Not sure I can share the author's optimism. The race is still pretty close.

Divine Theatre said...

Just beacuse anyone can be president doesn't necessarily mean that they SHOULD.

lara77 said...

I frankly think the odds were all against Barack Obama as they seemed to be against the young Bill Clinton. These were not young men born into privilege as George W Bush or Willard Romney. That they achieved what they did is a remarkable testament to their hard work and brains AND this being the United States. Say positive or negatives about our President but his is a remarkable story. I may not agree with everything he has done but when I think of the mess we were in in 2008; President Obama saved us from going over the cliff; with NO help from the obstructionist Republicans in the Congress.

elena maria vidal said...

Obama's story is remarkable alright, in more ways than one.

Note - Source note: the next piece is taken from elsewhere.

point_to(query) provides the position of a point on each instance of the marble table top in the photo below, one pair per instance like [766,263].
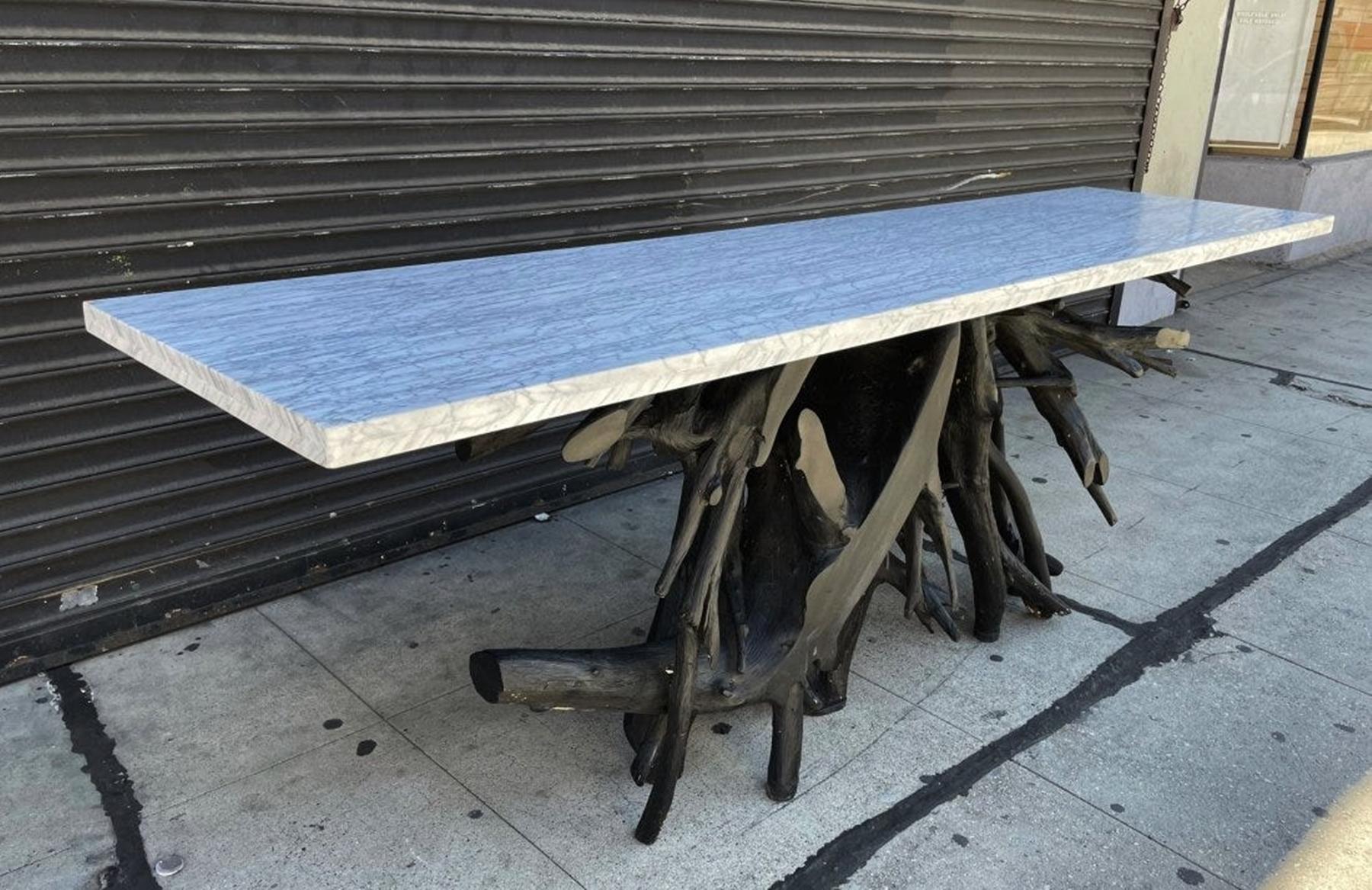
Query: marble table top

BTW, I think it is wonderful how Bill Clinton has become so close to the Bush family. I hear he sees George Sr. as a second father and Barbara says that Bill is like one of their own boys.

julygirl said...

Future Presidents are loved before they become President, reviled while they are President and become respected statesmen after they are President. All the Presidents who succeeded Nixon called on him for advice, and who could have been more reviled than he.

Divine Theatre said...

I personally think that Barack Obama is a repugnant human being, especially in light of the Benghazi debacle. The presidency should never be a popularity contest. Barack is an entertainer at best.